Para algumas empresas como restaurantes, que já estão lutando para contratar trabalhadores , a vacinação obrigatória pode tornar a contratação ainda mais difícil. E há questões de logística e execução. Como as empresas podem confirmar a veracidade de quem afirma ter sido vacinado?

As empresas podem precisar contratar pessoal adicional, potencialmente com treinamento médico, para lidar com essas tarefas, o que pode sobrecarregar as empresas – especialmente as pequenas – com custos onerosos.

Vivint, uma empresa de segurança doméstica com sede em Utah com 10.000 funcionários, começou a oferecer vacinas em sua clínica local esta semana, depois que o estado aprovou a empresa para distribuir 100 vacinas por semana para sua equipe. Pagou US $ 3.000 pelo freezer de grau médico necessário.

“Não estamos exigindo que os funcionários sejam vacinados, mas estamos muito encorajando isso”, disse Starr Fowler, vice-presidente sênior de recursos humanos. “Para muitos de nossos funcionários, especialmente os mais jovens, quanto mais fácil formos fazer isso para eles, mais provável será que eles façam isso.”

Outros estão experimentando dividir sua força de trabalho. A Salesforce está introduzindo uma política em alguns escritórios nos EUA, incluindo a Salesforce Tower em San Francisco, onde até 100 funcionários totalmente vacinados podem se voluntariar para trabalhar em andares designados. A Bolsa de Valores de Nova York emitiu um memorando para as firmas de comércio dizendo que teriam permissão para aumentar seu quadro de funcionários, desde que todos os funcionários tenham sido vacinados.
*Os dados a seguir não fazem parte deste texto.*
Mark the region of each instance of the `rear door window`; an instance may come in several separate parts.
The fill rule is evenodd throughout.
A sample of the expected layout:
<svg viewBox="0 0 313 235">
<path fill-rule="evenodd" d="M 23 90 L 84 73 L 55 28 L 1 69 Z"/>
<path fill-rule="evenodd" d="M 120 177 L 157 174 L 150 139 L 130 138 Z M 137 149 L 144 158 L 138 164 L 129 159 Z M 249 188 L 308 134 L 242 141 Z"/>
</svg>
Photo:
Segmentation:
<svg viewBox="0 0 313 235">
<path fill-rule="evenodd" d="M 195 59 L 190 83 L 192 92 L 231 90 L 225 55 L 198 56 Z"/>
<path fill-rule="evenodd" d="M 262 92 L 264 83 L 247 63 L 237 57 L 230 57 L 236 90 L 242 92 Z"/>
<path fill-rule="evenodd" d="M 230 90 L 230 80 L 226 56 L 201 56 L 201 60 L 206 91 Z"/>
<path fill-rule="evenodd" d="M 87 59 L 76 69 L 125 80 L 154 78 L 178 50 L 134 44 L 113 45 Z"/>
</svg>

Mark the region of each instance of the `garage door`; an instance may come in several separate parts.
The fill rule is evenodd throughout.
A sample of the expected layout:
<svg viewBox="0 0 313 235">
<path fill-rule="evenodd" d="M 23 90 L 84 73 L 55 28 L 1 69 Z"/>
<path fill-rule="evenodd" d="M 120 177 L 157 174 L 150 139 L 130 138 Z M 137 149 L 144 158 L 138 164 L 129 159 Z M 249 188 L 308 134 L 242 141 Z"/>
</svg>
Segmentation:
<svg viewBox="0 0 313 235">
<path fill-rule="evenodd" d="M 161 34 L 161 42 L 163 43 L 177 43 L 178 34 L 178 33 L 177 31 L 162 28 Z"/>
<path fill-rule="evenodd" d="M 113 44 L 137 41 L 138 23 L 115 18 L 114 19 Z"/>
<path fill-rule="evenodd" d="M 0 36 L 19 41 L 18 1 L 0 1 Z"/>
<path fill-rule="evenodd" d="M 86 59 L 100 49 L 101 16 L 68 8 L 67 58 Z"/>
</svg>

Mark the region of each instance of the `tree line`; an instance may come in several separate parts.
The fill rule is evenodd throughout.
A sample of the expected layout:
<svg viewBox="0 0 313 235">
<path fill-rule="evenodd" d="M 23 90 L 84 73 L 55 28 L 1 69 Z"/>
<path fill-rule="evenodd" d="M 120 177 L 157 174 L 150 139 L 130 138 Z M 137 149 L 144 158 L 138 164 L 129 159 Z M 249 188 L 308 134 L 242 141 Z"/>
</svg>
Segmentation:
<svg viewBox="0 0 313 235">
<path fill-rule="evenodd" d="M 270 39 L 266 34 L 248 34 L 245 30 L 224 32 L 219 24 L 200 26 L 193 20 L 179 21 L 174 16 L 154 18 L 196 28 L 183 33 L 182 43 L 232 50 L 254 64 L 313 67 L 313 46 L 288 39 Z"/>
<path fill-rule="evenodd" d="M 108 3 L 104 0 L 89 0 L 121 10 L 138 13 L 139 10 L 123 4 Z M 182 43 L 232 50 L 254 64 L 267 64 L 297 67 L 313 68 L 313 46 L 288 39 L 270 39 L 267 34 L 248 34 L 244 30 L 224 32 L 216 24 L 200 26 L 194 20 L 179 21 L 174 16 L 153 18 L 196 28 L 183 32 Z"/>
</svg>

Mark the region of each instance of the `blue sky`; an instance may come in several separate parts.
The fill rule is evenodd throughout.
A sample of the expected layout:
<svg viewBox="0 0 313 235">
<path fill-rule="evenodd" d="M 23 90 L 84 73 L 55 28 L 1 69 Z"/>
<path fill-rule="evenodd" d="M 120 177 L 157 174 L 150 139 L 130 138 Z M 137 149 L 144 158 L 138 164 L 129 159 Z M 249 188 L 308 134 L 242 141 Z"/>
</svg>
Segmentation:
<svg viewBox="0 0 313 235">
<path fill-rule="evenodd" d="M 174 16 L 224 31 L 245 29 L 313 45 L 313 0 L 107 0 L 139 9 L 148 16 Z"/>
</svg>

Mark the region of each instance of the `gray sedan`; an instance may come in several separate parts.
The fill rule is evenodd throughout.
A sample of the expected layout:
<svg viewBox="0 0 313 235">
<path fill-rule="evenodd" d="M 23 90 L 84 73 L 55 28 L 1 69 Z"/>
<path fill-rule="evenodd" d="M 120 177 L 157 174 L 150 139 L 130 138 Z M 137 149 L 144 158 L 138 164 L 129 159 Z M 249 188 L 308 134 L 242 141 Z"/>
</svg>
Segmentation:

A Comissão de Oportunidades Iguais de Emprego emitiu orientações em dezembro afirmando que os empregadores estavam legalmente autorizados a exigir que os funcionários fossem vacinados antes de retornarem aos escritórios. Mas a ameaça de litígio ainda paira.

“Estar preocupado com a possibilidade de litígio me parece uma preocupação perfeitamente legítima”, disse Eric Feldman, professor de direito da Universidade da Pensilvânia. Ele acrescentou: “Parece-me que os empregadores vão se encontrar em uma posição bastante forte legalmente – mas isso não significa que eles não vão ser processados”.

Legislação sobre a vacina

A legislação que limitaria a capacidade de exigir vacina para estudantes, funcionários ou o público em geral foi proposta em pelo menos 25 estados, de acordo com a Conferência Nacional de Legislaturas Estaduais. Algumas dessas restrições referem-se apenas a vacinas que, como as da Covid-19, ainda não receberam aprovação total da Food and Drug Administration. (As vacinas contra o coronavírus receberam aprovação condicional para uso de emergência.)

A Pfizer deve solicitar a aprovação total de sua vacina Covid-19 em breve. Espera-se que outros o sigam.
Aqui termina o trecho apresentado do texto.